Meeting the Candidates.

What an interesting time I had in Paris on Thursday & Friday!

I went up on the train, and arrived at Paris-Bercy at two o’clock; making my way to the Metro station Alma Marceau I remembered the giggles that Nick and I had when we were in Paris for the Convention a few years back. There is an announcer for all the metro stations for those who have sight problems, and on Line 9 (I think) he has an outrrrrrrrrrrrrrrageous French accent – which one would expect in France, but it is more so! – Nick and I found the pronunciation of the stations on this line incredibly funny, especially when he announced the station “Miromesnil”. The other thing that made us laugh (very childish) was that as we arrived one or t’other of us would say “If I ever have a llama I’m going to call it Marceau”**

When I arrived at the American cathedral, the Junior Guild ladies were setting up for the reception before the “Town Hall” – Q&A session – at 6 pm. So I helped them layout cakes and biscuits, teacups and saucers, until it was time, and people started arriving. I’m not very good in situations like this, but I managed to “work the room” and to give each candidate the card I’d made or them. Last week I had written a verse on each one, that I somehow thought had been “given” specially for each candidate. I might be imagining this, and it was completely random, but I believe God led me to each specific verse for each particular candidate. During this time, each candidate made a personal video – we decided to do it this way, rather than asking them to bring one along, to give a level playing field: each one having someone to film it, each person being in the same room, etc so that the techno-whizzy candidates wouldn’t hold an advantage over those who are less computer savvy. You can view them here if you wish to.

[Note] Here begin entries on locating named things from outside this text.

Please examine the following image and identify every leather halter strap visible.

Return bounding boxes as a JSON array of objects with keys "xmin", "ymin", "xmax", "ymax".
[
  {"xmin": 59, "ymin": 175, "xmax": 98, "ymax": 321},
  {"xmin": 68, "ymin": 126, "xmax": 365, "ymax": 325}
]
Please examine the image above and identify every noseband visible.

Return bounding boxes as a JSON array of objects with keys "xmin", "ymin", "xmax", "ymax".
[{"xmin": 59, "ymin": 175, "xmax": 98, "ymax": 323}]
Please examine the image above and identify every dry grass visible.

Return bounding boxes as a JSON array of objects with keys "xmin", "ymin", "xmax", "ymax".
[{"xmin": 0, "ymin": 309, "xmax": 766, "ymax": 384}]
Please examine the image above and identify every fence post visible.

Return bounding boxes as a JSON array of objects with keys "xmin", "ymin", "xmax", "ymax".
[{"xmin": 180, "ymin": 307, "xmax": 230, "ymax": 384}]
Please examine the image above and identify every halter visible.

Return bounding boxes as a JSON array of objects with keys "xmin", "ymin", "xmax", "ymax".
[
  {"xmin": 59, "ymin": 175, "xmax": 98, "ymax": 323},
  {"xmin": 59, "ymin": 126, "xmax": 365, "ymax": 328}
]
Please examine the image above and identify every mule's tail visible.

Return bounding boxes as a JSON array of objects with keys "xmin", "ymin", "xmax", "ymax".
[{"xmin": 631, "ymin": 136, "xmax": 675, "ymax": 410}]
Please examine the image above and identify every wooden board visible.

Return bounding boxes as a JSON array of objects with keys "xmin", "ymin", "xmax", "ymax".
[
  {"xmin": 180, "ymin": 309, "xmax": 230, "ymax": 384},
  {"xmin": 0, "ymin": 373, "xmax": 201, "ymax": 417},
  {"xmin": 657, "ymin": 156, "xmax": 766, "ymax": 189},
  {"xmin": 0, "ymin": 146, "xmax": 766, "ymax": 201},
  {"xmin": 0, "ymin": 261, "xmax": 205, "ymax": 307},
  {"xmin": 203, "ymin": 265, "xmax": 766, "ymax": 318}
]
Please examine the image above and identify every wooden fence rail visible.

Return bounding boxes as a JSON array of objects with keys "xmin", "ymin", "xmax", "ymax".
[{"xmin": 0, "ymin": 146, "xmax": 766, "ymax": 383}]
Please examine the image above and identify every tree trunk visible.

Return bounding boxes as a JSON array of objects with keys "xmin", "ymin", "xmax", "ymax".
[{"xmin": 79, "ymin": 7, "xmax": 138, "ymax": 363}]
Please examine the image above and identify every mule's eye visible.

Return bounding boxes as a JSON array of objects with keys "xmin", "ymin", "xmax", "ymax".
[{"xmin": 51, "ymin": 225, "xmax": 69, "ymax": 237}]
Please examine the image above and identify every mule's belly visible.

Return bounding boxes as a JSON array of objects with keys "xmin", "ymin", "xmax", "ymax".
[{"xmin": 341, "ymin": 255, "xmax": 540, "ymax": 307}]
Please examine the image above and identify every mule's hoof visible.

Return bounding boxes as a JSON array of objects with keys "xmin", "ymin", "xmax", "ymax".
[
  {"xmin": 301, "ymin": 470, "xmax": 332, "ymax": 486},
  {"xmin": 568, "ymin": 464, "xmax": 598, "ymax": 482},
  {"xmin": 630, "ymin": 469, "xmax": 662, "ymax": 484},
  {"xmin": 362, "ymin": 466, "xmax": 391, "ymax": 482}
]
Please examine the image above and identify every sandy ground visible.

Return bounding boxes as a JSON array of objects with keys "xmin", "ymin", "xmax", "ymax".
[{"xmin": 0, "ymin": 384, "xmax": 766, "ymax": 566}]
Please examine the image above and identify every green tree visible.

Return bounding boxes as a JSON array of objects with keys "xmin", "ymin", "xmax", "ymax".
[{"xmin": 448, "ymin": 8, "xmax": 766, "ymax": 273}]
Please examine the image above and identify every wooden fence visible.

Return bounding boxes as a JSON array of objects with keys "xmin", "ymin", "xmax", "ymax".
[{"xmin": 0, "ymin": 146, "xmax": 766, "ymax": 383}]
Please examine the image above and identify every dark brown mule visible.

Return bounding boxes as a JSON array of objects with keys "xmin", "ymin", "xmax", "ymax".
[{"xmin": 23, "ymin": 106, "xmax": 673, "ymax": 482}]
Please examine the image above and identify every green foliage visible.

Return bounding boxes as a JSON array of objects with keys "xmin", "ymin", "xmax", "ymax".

Then there was the Q&A session, which was videoed so that anyone from the parishes who couldn’t make it to the live sessions (or anyone else for that matter!) can view them. This was interesting too, as we saw how each candidate answered each question – they had had the questions in advance and so had been able to prepare an answer, maybe giving the opportunity to get across their “buzz points”. But the “questions from the floor” was even more revealing – these were questions that the candidates had no warning of, and not every one got asked the same question. Here I felt certain people fared better than others, with one candidate giving what I felt was a poor answer to a question about child abuse – although it’s important to take into account this was at the end of a long and exhausting day, with the question being answered on the hoof. After further consideration perhaps a fuller, more rounded answer would have been given. If you go to this link you can see a further link to the videos taken of the sessions.

After 2 hours of questions, there was then the reception in the Deanery of the cathedral. Here it was voting delegates, transition committee, priests of the convocation – and, for the poor candidates, more close up questioning! There was, however, wine and really delicious snacks to help (or hinder!) . I got the chance to speak to the spouses a bit more, although I didn’t speak to all the candidates again.

Then I left to stay at someone’s apartment overnight. The candidates were being whisked off to Munich on Friday, for their Q&A session on Saturday, then on to Rome for Q&A on Sunday! What a whirlwind tour! With each city comes a visit to other work being done in the Convocation, such as the work being done with refugees at the Joel Narfuma Refugee Centre in Rome.

I think that for me, there is one candidate that is standing out, but my “second place” candadate has definitely changed in the light of the walkabout in Paris. I look forward to listening to the videos from Munich and Rome to see if my opinions change, or are reinforced. It’s hard not to be too biased when listening: it’s easy to think “Oh I don’t think he’s right” – so I don’t listen to his answers properly. The elections in October are going to be really interesting…

** I have several of these “If I ever have a …I’m going to call it…” jokes. For example, If I ever have a lizard I’m going to call it Eddie, If I ever have a seagull I’m going to call it George, If I ever have a donkey I’m going to call it Hotie.

EXPLANATION: Eddie Izard is a British comedian, George Segal is an American actor, and Don Quixote is, well, Don Quixote!!